Internals and Programmer's Guide
This guide includes a specification of the modules in the World-Wide
Web Library of common code and the relationships between them.
Every module in the library has a HTML document associated with it
containing a detailed description of the functionality and interface
to other modules. This page is the top node for the implementation
specific documentation and contains links to all the modules in the
library. The documentation on the library is dynamically kept up to
date as the actual include files (.h) are generated from the HTML
documents using the Line
Mode Browser. Look here to see the current
version number of the library
The document is divided into the following sections:
Note: When compiling the library please make sure that you
have a relatively new version of the Line Mode Browser that parses the
HTML documents correctly (currently 2.13 and newer versions, June 1994).
Also remember that when editing the module interfaces or adding functionality
then always use the HTML files and not the .h files!
Overview
Many current World-Wide
Web browsers and servers share a common architecture based on the
World-Wide Web Common Code Library.
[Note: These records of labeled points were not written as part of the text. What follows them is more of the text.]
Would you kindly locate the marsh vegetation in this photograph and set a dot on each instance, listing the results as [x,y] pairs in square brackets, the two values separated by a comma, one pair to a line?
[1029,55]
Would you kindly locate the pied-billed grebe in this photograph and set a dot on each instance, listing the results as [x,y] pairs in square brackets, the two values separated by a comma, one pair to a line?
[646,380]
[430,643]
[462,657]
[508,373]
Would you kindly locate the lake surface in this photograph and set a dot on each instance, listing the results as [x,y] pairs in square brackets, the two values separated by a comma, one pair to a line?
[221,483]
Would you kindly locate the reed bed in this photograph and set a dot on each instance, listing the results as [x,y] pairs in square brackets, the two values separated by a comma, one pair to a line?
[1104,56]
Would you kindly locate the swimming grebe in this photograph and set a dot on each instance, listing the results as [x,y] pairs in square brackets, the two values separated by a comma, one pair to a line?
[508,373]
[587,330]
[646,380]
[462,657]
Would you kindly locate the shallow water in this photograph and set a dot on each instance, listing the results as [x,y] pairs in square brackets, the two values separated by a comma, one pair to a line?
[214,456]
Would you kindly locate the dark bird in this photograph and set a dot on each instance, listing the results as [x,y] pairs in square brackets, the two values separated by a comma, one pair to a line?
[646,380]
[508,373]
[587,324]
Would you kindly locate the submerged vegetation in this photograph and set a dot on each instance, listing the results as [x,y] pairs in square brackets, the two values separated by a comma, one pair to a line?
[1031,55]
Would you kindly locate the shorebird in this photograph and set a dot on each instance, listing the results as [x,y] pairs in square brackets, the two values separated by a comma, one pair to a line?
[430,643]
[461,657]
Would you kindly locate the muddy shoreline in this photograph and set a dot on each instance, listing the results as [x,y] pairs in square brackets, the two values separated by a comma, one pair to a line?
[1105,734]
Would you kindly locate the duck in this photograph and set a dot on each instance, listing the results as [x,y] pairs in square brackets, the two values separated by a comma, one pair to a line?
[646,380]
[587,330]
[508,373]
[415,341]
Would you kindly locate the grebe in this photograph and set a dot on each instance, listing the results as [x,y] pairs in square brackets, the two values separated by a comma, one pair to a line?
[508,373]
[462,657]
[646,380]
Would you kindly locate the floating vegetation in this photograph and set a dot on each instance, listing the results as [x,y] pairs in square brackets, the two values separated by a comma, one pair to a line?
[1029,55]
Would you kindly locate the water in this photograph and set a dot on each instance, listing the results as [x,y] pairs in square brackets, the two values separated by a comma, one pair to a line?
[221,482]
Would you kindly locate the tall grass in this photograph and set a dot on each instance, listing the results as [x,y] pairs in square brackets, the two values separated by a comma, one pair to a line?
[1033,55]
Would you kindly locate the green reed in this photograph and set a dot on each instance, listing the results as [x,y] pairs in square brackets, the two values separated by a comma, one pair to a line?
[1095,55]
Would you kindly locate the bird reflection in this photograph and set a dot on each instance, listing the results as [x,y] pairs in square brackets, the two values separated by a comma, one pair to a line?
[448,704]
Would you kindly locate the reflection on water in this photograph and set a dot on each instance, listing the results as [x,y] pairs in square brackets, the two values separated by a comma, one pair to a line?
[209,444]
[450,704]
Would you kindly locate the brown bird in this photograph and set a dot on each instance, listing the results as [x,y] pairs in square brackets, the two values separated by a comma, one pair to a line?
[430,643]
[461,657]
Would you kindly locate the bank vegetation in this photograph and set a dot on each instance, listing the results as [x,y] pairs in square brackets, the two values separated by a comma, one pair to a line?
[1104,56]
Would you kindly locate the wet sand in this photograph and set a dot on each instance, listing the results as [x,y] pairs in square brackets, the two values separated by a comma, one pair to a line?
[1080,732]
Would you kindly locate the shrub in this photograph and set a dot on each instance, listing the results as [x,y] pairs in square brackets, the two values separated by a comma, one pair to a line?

The interface between the library
and a WWW client or server is described in
Browser operation and
Using the common library. See also a general description of Hypertext
Terms.
The
control flow diagram of the Library shows the module interface to a WWW
Browser. In the diagram, the common code presented in this document is to the
right of the green line.
The main application module is a platform dependent module called by the
operating system, and it manages the overall running of the program. In the
CERN Line
Mode Browser, it is
HTBrowse. In the CERN HTTP
Server, it is
HTDaemon.
On behalf of the user, the client parses a request to the HTAccess Module that is the main entry node to the
library. When the request has been fulfilled (either in terms of an load or an
error message) the data is parsed back to the client through the HTML Module and the HText
Module, see also Information on
presentation modules.
- HTAccess
- The Access manager module which actually loads documents is based in
HTAccess.c. This uses all the protocol
modules. Given an anchor ID to jump to, it asks the anchor object for the
address in order to load it.
- HTFormat
- The Format Manager uses the parser
modules to load the document as appropriate. It can also decide on the
format of a file from its name. This module defines the HTConverter type.
- HTAnchor object
- An anchor exists for very URL or fragment identifier. The HTAnchor Module takes care of creating anchors,
managing the links between them and their attributes. This module is
independent of the type of graphics object (text, line drawing etc). It stores
hypertext addresses of anchors, and ensures that anchors with the same address
are the same anchor. See also the Anchor
Description )
- HTHistory
- Optional client module records and replays on request the documents which
the user visits
Configuration of the Library
Much of the trouble is getting everything defined appropriately, because the
rest of the library is so flexible. Modules to note are:
- HTInit
- The initialisation module for clients. This modules contains functions to
setup a list of MIME type converters that the client is capable of handling
and a set of bindings between file suffixes and MIME types. The module may be
replaced in custom clients.
- HTSInit
- The initialisation module for servers. May be replaced for custom
servers. Not part of the library, but part of the server.
- HTRule
- The module which reads the configuration file, and does translation of
URLs according to rules. It is currently replaced by
HTConfig Module in the CERN Server and no rule file is used in the Line
Mode Browser in order to keep it simple.
Many modules have a set of configuration flags that are external globals
described in the documentation of each module, i.e., the HTML files that
defines the .h files.
Modules to Overwrite
Many of the library modules that output data directly to the client or through
a server can easily be overwritten, e.g, by a GUI client. Below is a list of
moduels that specifically have been propared for this, but other modules can
be overwritten as well:
- HTML
- The HTML parser build upon the SGML parser
- HTErrorMsg
- This module generates the messages on the error
stack
- HTAlert
- See also Description of HTAlert
- HTEvent
- This is the internal event loop in the library for multi-threaded protocol
access. See also the description of multiple
threads
Communication Modules
This section covers the part of the library that is directly related to the
Network communication.
Communications Interface to the Network
The functionality of the HTTCP Module covers several
topics but they are all related to TCP/IP communication. All active and
passive connection establishment from the
Protocol Modules goes through this module. Furthermore, the module manages
a local host cache of visited hosts so that the Domain Name Server is only
consulted when necessary.
Other topics includes:
- I/O status indication (errno etc.)
- Information on remote hosts
- Information on local host (domain name etc.)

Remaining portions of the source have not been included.